Following on the heels of MonkeyParking, Haystack is a recent Baltimore-based entry that borrows heavily from car service Uber for its look and feel. If you're new to the grey market of sell-your-parking-spot apps, take a look at the promotional video. The premise is simple: A driver about to leave a parking spot can use the software to sell the space to another app-using driver cruising for parking. Haystack also has a "make me move" feature where users offer to move their vehicles for the right price, even if they hadn't planned on going anywhere.
The video itself is a bit much. Over cheery music, a smiling young woman about to drive around Baltimore says things like, "Together, we did our part to make our neighborhood a little greener."
Go ahead and vomit at the smugness of the marketing campaign. But putting a price on curbside parking isn't a bad thing. It's just that these apps are a poor substitute for real public policy that manages the curbside parking supply for the public good.
The ability to store private vehicles for free on scarce public street space is not an inalienable human right, nor does it make cities more equitable. In fact, underpriced car storage has a whole host of negative consequences. In New York, for example, most parking is free or underpriced, so there usually aren't too many open spots. That leads drivers to circle in vain, clogging the streets and slowing down transit. With a better system of curbside parking management, New York would have faster buses, better air quality, and safer streets -- not to mention less double-parking, fraud, and maybe even physical violence.

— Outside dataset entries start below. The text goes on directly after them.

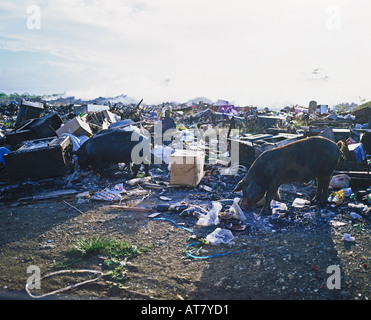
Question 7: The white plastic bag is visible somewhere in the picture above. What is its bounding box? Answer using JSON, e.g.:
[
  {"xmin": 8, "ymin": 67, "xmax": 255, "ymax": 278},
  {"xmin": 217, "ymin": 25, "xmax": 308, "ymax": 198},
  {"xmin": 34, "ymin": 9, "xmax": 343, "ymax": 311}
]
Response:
[
  {"xmin": 330, "ymin": 174, "xmax": 350, "ymax": 189},
  {"xmin": 229, "ymin": 198, "xmax": 246, "ymax": 222},
  {"xmin": 197, "ymin": 202, "xmax": 223, "ymax": 227},
  {"xmin": 206, "ymin": 228, "xmax": 234, "ymax": 245}
]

And if cities actually charged the optimal price for parking, the value of curbside parking spaces would be captured by the public instead of being pocketed by a small population of app users. Governments could use the money to improve schools, or transit, or to make streets safer for walking and biking.
So far, most cities have demonized the apps without confronting their own broken parking policies. In a statement against Haystack, Boston Mayor Martin Walsh said the app "may artificially inflate the cost of spaces." But if people are willing to pay more for the ability to access a parking spot, local governments and the public they serve are the ones missing out on the benefits. The status quo that Walsh is defending is essentially a subsidy for parking that hinders transit and street safety.
It's easy to get mad at parking-for-profit app makers. The object of derision, though, should be local governments and the political refusal to change policies that created an opening for these apps in the first place.